C’est un de points forts de la Charte des Nations Unies : son article 71 permet à des ONG à statut consultatif de travailler avec les gouvernements. Lorsque nous l’avons adopté, nous pensions surtout aux Églises, aux syndicats, voire au mouvement coopératif. Nous ne nous attendions pas à cette multiplication d’organisations qui s’occupent un peu de tout et qui ont proliféré, en partie grâce aux nouvelles technologies, comme ATTAC par exemple qui a su, en matière de transactions financières, exercer une pression certaine sur les conférences des Nations Unies. On peut espérer que lors des prochaines conférences – et je pense à particulier à celle dite de Rio+20 – il y aura de nombreuses ONG, qui, en dépit de leur difficulté à travailler ensemble, sauront stimuler les gouvernements en soulignant les problèmes que les citoyens leur demandent de résoudre. Il ne faut ni se méfier des ONG, car elles sont absolument nécessaires et complémentaires, ni trop compter sur elles, car il existe une série de problèmes auxquels il est nécessaire de réfléchir ensemble et dont elles ne s’occupent pas.

 

Vous parliez du début des ONG et de la place éminente que devaient jouer les syndicats. Or ce sont plutôt d’autres types d’ONG qui se sont développées tandis que le mouvement syndical déclinait…

Oui, c’est ce que nous pensions à l’époque. Je ne suis pas un spécialiste du syndicalisme mais aujourd’hui il me semble que les syndicats n’ont pas pris en compte les problèmes sociaux fondamentaux. Ils sont restés attachés à la situation de travail, à des fonctionnements, à des secteurs particuliers où ils se sentent à l’aise, où ils peuvent travailler avec les employeurs ou les gouvernements. Or les syndicats à l’origine se voyaient comme un interlocuteur important des gouvernements, capables de parler avec eux des problèmes fondamentaux de la démocratie. Il est rare aujourd’hui qu’ils le fassent. Il y eut une période en Allemagne où les syndicats étaient porteurs d’une aspiration générale au bien vivre. Il y eut l’espoir avec la fondation de la Confédération Européenne des Syndicats d’une force structurée et capable de porter cette aspiration au plan européen. Je suis peut-être mal renseigné, mais je ne l’ai pas vue. Les questions fondamentales de nos sociétés, c’est le bien vivre, la façon dont sont préparées les décisions, les moyens qui permettent à chaque citoyen de jouir de ses droits fondamentaux et de ses libertés. Dans démocratie, il y a demos, le peuple, et donc l’opposé de l’oligarchie. Or aujourd’hui, les oligarchies sont dominantes dans nombre de pays qui se disent démocratiques. Un mouvement syndical qui ferait sens, c’est celui qui saurait armer les citoyens de base contre les privilèges.

 

Aujourd’hui beaucoup de gens en Europe et dans le monde se réclament de vous. Cet écho touche-t-il les partis politiques ou les organisations syndicales ?
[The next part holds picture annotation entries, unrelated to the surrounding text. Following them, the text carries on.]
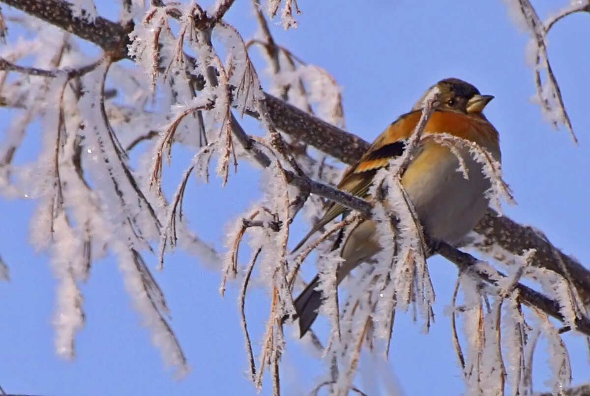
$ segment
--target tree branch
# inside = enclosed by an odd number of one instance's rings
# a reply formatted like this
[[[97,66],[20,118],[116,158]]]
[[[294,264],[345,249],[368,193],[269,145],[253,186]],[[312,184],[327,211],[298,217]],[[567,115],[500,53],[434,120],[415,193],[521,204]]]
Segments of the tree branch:
[[[60,0],[0,1],[96,44],[108,52],[112,58],[131,58],[126,47],[129,44],[128,33],[132,29],[131,25],[123,26],[101,17],[90,21],[84,18],[83,12],[81,17],[75,17],[70,4]],[[265,94],[265,99],[270,117],[277,128],[346,163],[356,162],[369,147],[368,143],[358,136],[271,95]],[[253,112],[248,114],[257,116]],[[489,250],[492,243],[516,255],[528,249],[536,250],[533,265],[564,276],[566,274],[561,269],[566,268],[579,287],[585,303],[590,302],[590,272],[530,227],[521,225],[507,217],[498,216],[496,212],[489,210],[474,231],[484,237],[484,243],[479,248],[484,252]]]

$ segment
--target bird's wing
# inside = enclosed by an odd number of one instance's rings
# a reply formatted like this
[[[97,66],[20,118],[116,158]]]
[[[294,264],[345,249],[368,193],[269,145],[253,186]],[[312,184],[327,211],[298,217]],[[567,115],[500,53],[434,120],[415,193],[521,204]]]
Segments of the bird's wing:
[[[421,110],[408,113],[389,125],[375,140],[358,162],[345,172],[337,188],[356,197],[364,197],[366,195],[377,171],[386,166],[390,158],[395,158],[404,153],[406,139],[414,132],[421,114]],[[293,252],[299,250],[316,231],[346,210],[346,207],[343,205],[336,202],[330,204],[324,215],[293,248]]]

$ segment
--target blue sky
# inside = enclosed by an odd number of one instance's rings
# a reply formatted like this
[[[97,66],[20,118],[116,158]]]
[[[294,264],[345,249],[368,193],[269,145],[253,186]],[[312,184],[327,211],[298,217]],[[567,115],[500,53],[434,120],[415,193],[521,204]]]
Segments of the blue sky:
[[[280,25],[272,25],[274,38],[306,61],[332,73],[342,87],[349,131],[372,140],[437,80],[452,76],[472,83],[482,93],[496,96],[486,114],[500,133],[504,178],[518,202],[505,205],[506,214],[542,230],[563,251],[585,265],[590,263],[586,240],[590,59],[586,46],[578,44],[585,42],[579,38],[590,33],[587,15],[560,22],[549,37],[550,60],[579,139],[576,147],[564,129],[553,130],[532,103],[533,72],[525,55],[528,35],[510,19],[504,3],[298,2],[302,11],[296,16],[299,28],[285,32]],[[542,18],[555,9],[543,8],[548,7],[548,2],[536,2]],[[116,15],[107,9],[108,2],[100,5],[103,14]],[[250,2],[237,0],[227,17],[247,38],[255,30],[250,7]],[[254,60],[260,61],[257,56]],[[259,72],[264,67],[259,62]],[[245,123],[248,125],[255,123]],[[175,152],[172,166],[165,174],[169,191],[191,154],[181,149]],[[21,155],[24,161],[27,155]],[[221,181],[217,179],[209,185],[189,183],[186,215],[197,232],[219,249],[228,221],[260,197],[256,182],[253,182],[257,175],[244,164],[224,189],[219,188]],[[95,262],[90,279],[81,286],[87,322],[77,338],[76,360],[57,357],[51,323],[56,282],[46,255],[35,253],[28,243],[34,202],[2,198],[0,202],[0,255],[9,266],[11,277],[9,282],[0,283],[0,356],[5,362],[0,367],[0,385],[6,392],[255,394],[245,375],[247,361],[235,298],[239,285],[232,285],[222,299],[217,291],[219,272],[180,251],[166,256],[162,272],[155,272],[155,258],[149,257],[148,264],[165,293],[172,311],[171,324],[192,368],[185,378],[174,379],[163,367],[112,256]],[[303,233],[303,227],[298,227],[295,232]],[[307,265],[306,273],[311,275],[313,264]],[[449,318],[444,314],[456,270],[438,258],[430,261],[430,269],[437,294],[436,323],[425,335],[419,323],[412,323],[411,313],[397,316],[392,372],[407,394],[430,394],[435,390],[440,394],[458,394],[463,389],[461,372],[453,353]],[[254,339],[258,339],[270,303],[261,290],[253,292],[250,297],[247,313]],[[579,336],[568,338],[575,383],[590,379],[582,341]],[[298,394],[309,390],[323,369],[295,338],[289,338],[287,349],[285,366],[290,368],[283,373],[284,391]],[[546,358],[541,355],[536,362],[538,386],[542,386],[546,373],[541,368]],[[368,364],[366,356],[363,359]],[[370,378],[359,379],[361,387],[373,386]]]

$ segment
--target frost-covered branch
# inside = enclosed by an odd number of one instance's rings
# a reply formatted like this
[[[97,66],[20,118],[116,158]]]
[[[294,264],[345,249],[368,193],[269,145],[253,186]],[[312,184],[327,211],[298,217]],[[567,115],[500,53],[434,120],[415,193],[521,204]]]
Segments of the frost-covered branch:
[[[441,243],[436,246],[435,251],[456,264],[461,271],[473,273],[479,279],[490,284],[497,286],[500,284],[500,280],[506,277],[503,274],[495,270],[491,273],[481,270],[477,266],[479,260],[448,244]],[[562,313],[559,303],[557,301],[548,298],[542,293],[520,283],[515,283],[514,289],[518,292],[520,300],[526,305],[536,308],[562,322],[566,322],[566,318]],[[590,336],[590,319],[585,315],[580,315],[576,318],[575,325],[576,330]]]
[[[529,44],[529,51],[534,51],[530,55],[535,69],[535,84],[537,89],[536,99],[541,106],[543,114],[548,120],[556,128],[558,124],[563,124],[569,132],[575,143],[578,139],[573,133],[572,122],[565,108],[561,90],[557,78],[553,73],[547,53],[547,35],[553,25],[565,17],[575,12],[589,12],[590,5],[587,2],[572,1],[543,22],[537,14],[535,7],[529,0],[516,0],[506,2],[509,6],[514,8],[513,14],[515,19],[522,20],[519,24],[525,27],[532,37]],[[545,81],[542,76],[542,71],[545,70]]]

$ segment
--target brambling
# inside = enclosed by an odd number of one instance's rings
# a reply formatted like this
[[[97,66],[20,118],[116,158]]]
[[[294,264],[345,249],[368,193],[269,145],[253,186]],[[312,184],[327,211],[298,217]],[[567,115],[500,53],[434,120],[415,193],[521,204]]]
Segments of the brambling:
[[[493,96],[481,95],[471,84],[457,78],[445,78],[431,87],[412,107],[383,132],[357,163],[346,172],[338,188],[351,194],[366,197],[377,171],[387,166],[389,160],[401,155],[405,142],[414,132],[422,113],[423,98],[434,87],[439,100],[416,147],[401,182],[415,209],[424,232],[431,239],[454,244],[470,231],[483,216],[488,206],[486,191],[490,182],[484,176],[483,165],[474,159],[468,149],[448,146],[428,134],[448,133],[470,140],[500,161],[498,132],[481,113]],[[463,169],[457,153],[462,157]],[[316,231],[346,211],[342,205],[332,203],[326,213],[293,250],[299,249]],[[337,274],[337,282],[354,268],[381,250],[374,221],[366,220],[349,233],[340,253],[343,261]],[[317,316],[323,297],[318,290],[318,276],[312,280],[295,300],[301,336],[307,332]]]

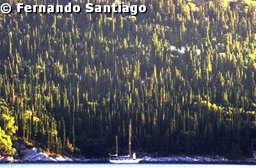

Je n’ai été invité par aucune grande organisation syndicale, ni aucun parti politique à l’exception d’Europe Ecologie-Les Verts. Alors que Martine Aubry est une amie, jamais le PS ne m’a proposé de travailler sur son programme. Je suis par contre engagé dans des think tanks, comme le Collegium International, dont l’équipe scientifique et politique est présidée par Michel Rocard et Milan Kucan.